A greve teve reflexo nas filas dos pontos de ônibus e no trânsito nas principais vias expressas da Baixada Fluminense, da zona norte e do centro. O protesto prejudica o transporte de cerca de 500 mil usuários.

A SuperVia informa que os horários de intervalos entre os trens estão irregulares. Os intervalos previstos em cada ramal são: em Japeri - 2o minutos; em Santa Cruz - 20 minutos; em Belfor Roxo e Saracuruna- 30 minutos e o ramal Deodoro tem 10 minutos de diferença entre cada composição.

Os ferroviários reivindicam melhores condições para trabalhar e transportar os passageiros. Eles alegam que falta segurança, com a manutenção precária dos trens, que são, inclusive, obrigados a circular de portas abertas. As portas são forçadas pelos passageiros, que reclamam do calor dentro dos vagões.

Reunião com os trabalhadores

Uma reunião foi realizada nesta tarde entre os representantes do Sindicato dos Trabalhadores em Empresas Ferroviárias da Zona Central do Brasil, da Comissão de Maquinistas, da Secretaria de Transportes do Estado do Rio de Janeiro e da SuperVia, para discutir os itens de segurança operacional do Sistema Ferroviário da Baixada Fluminense.

Os representantes entraram em acordo quanto à segurança, sinalização, supervisão e processos administrativos. Apesar da reunião, a SuperVia diz que os problemas continuam e que a suspensão da paralização depende do sindicato.

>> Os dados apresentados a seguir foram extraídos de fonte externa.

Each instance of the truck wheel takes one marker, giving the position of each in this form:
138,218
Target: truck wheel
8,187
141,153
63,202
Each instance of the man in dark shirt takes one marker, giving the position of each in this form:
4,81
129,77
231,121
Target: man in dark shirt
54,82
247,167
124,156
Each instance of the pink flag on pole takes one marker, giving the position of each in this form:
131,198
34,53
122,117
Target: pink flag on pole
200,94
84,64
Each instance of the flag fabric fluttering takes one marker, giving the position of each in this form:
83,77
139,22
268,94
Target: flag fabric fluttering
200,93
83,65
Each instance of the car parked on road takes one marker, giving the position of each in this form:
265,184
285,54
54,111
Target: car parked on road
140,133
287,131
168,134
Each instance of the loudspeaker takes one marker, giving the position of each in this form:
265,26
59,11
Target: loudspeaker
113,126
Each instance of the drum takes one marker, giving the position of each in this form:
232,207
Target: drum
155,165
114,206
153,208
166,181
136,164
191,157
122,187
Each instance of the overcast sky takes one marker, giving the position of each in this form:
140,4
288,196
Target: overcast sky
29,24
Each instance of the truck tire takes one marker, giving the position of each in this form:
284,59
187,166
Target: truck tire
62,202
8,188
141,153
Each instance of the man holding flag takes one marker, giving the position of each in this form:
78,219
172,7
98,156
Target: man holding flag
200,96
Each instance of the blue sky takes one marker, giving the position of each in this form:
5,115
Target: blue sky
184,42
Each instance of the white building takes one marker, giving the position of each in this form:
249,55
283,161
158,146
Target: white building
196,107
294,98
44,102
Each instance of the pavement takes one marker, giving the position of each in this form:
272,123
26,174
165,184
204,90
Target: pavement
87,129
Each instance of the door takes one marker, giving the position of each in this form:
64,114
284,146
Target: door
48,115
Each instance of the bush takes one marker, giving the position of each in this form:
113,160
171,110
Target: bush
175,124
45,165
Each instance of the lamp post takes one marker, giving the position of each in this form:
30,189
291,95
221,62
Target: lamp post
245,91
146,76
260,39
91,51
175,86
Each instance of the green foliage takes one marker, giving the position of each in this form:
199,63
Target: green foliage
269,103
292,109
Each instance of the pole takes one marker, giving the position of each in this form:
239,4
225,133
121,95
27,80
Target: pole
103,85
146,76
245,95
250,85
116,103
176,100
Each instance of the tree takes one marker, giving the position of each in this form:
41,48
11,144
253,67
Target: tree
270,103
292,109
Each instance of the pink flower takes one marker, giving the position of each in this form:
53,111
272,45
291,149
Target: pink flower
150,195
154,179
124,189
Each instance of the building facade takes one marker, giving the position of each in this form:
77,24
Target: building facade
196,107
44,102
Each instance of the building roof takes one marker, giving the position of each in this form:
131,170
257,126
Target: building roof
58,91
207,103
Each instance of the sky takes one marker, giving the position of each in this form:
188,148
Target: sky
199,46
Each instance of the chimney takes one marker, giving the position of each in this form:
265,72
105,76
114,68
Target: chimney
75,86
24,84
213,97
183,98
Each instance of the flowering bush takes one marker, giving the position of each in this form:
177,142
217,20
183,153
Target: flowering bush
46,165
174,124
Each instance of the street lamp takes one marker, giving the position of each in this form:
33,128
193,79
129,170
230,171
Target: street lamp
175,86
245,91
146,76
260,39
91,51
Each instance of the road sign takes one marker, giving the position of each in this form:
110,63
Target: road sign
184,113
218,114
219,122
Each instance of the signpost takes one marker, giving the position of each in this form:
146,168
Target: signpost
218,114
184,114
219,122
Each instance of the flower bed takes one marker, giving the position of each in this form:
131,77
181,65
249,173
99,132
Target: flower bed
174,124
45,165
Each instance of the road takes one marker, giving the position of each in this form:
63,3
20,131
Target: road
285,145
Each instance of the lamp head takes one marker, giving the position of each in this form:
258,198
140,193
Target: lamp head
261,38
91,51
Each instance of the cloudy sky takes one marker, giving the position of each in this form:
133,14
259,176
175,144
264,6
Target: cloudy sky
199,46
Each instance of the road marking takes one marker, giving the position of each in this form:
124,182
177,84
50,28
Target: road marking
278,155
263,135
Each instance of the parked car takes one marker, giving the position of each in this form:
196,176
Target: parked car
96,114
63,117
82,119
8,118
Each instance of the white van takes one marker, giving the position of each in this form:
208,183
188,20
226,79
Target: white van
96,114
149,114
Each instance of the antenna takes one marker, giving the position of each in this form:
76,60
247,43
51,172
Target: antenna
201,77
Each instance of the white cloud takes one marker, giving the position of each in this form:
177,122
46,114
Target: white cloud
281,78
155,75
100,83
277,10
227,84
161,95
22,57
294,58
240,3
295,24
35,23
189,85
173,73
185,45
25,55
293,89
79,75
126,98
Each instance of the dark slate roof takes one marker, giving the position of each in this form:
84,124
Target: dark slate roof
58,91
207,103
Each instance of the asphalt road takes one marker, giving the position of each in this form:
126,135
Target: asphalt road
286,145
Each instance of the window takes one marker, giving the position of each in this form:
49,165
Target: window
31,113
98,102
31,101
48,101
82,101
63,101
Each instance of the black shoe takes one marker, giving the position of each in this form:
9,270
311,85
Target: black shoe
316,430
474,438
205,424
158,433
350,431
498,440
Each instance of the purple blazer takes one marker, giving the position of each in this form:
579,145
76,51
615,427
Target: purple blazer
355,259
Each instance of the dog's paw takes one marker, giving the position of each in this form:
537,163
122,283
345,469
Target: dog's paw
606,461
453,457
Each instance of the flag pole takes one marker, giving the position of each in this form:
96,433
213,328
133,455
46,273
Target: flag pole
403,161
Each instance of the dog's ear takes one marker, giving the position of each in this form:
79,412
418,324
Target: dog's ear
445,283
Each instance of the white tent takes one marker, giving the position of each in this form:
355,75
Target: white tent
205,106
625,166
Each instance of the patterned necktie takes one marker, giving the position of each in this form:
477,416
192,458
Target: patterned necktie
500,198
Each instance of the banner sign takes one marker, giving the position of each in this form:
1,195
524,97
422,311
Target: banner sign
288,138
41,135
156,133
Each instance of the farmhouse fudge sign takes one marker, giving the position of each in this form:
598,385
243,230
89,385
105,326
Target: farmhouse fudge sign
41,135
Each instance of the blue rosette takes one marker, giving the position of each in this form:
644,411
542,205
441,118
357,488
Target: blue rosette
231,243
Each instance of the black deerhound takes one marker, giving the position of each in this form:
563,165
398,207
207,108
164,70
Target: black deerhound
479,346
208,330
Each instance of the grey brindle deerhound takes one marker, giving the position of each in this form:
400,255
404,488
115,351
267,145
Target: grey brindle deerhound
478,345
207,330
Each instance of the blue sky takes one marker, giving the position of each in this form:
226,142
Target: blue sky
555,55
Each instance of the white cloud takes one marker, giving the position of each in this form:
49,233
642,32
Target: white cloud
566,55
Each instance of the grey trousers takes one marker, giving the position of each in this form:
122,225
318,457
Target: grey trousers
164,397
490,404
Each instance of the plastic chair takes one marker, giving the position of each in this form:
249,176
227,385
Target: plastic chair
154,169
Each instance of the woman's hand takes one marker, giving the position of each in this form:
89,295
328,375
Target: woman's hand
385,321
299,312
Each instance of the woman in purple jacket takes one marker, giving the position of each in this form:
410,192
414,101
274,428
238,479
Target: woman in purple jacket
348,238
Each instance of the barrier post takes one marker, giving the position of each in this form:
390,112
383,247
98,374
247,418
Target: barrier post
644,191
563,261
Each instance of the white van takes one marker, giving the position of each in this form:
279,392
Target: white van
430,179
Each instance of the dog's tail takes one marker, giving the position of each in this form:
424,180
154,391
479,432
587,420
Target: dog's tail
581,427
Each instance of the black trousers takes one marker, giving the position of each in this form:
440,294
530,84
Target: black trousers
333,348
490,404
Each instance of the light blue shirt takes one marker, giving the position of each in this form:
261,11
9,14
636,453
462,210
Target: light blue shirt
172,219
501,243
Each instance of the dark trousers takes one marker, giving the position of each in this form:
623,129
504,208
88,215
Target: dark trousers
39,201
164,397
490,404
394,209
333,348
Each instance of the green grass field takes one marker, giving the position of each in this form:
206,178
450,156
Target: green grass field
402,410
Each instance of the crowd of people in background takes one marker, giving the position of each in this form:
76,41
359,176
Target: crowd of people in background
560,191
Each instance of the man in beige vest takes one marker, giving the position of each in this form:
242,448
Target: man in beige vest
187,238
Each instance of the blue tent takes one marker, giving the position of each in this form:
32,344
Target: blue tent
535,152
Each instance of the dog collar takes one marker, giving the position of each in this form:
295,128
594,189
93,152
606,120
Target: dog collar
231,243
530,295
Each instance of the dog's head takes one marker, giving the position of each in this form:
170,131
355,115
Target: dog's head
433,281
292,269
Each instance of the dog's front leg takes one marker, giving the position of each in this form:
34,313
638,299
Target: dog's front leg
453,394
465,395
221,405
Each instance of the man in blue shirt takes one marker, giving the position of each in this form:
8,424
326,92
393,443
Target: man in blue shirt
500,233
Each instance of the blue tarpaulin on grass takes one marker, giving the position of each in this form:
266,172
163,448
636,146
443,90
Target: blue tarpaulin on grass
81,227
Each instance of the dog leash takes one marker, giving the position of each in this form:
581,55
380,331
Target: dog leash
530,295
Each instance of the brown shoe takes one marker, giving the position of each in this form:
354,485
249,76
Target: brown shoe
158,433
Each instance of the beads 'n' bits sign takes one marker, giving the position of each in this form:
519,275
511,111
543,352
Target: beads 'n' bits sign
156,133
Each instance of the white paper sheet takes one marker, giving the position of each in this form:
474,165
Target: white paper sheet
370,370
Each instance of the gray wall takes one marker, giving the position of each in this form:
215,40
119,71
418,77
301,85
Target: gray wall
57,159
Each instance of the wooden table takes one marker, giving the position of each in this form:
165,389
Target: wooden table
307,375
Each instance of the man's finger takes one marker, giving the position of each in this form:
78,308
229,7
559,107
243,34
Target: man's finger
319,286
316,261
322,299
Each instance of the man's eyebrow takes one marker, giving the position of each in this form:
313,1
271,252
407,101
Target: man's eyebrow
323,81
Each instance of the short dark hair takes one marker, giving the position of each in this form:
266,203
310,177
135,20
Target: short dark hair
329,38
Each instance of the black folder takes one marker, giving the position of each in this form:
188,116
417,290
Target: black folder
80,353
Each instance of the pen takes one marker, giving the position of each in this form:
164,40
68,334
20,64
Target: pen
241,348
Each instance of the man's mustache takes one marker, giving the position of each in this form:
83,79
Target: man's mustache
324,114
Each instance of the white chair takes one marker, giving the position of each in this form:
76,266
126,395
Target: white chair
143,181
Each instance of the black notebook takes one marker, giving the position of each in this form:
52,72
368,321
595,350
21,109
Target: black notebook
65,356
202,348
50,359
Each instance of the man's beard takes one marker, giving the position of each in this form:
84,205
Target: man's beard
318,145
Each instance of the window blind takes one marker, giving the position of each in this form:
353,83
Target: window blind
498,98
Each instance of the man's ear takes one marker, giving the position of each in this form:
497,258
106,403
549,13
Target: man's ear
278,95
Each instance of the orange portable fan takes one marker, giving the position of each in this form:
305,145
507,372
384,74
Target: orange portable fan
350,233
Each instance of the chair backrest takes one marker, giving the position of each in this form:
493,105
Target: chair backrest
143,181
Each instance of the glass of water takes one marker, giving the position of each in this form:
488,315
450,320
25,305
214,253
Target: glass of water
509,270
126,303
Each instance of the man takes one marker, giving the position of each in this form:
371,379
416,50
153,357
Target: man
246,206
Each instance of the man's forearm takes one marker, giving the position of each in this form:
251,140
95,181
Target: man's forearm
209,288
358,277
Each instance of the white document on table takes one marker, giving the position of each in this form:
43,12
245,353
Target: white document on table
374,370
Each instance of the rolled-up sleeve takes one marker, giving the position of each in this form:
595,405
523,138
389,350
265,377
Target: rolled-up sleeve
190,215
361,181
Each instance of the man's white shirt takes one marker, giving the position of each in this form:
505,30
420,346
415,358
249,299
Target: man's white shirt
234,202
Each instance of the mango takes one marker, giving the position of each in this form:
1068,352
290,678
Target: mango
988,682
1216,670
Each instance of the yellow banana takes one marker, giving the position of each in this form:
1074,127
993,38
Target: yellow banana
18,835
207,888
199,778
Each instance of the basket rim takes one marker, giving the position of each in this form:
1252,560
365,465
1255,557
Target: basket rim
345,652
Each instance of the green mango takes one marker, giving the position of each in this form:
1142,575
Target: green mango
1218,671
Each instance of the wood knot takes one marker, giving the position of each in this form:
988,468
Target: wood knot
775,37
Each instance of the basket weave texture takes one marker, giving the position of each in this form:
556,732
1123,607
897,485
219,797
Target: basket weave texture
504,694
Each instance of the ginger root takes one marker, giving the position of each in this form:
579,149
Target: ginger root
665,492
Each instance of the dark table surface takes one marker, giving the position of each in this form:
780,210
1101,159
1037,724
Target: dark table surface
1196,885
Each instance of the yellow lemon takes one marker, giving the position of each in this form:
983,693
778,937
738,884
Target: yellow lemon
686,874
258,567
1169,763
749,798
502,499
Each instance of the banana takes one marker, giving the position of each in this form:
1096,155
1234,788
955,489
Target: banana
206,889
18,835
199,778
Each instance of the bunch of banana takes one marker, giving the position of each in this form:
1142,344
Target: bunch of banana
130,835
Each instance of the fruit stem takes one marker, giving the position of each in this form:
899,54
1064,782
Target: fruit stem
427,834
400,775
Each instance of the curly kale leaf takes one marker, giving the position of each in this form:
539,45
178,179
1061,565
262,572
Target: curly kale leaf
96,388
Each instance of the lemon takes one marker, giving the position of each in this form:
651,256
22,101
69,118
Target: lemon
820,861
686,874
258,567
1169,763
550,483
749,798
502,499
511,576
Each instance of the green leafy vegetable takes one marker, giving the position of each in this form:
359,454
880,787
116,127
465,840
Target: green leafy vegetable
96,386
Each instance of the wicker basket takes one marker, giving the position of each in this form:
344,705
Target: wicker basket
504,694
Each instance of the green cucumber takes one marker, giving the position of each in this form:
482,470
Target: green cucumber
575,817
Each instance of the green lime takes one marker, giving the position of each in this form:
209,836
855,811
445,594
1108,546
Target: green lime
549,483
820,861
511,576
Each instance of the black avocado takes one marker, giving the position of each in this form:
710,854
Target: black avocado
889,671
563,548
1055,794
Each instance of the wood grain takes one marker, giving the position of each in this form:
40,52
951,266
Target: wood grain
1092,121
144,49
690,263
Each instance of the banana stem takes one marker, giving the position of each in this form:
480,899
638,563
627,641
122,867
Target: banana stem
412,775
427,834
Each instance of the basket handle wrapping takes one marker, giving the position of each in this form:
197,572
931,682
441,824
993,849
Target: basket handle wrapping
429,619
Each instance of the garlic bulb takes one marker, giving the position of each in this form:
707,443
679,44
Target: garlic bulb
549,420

O sindicato se comprometeu a apresentar um documento relatando os problemas de sinalização nas linhas, para que sejam tomadas providências. A SuperVia disse que vai contratar 20 vigilantes com o objetivo de impedir as ações de vandalismo e vai contratar também 20 oficiais de manutenção para corrigir os defeitos apresentados na estação Central do Brasil. Em setembro deve ser instalado um novo sistema de rádio nas estações.

A SuperVia disse que vai melhorar a parte técnica das composições e se comprometeu ainda a "analisar a possibilidade de acompanhamento" dos depoimentos em casos de acidentes e ocorrências, bem como melhorar o relacionamento entre os maquinistas e a supervisão.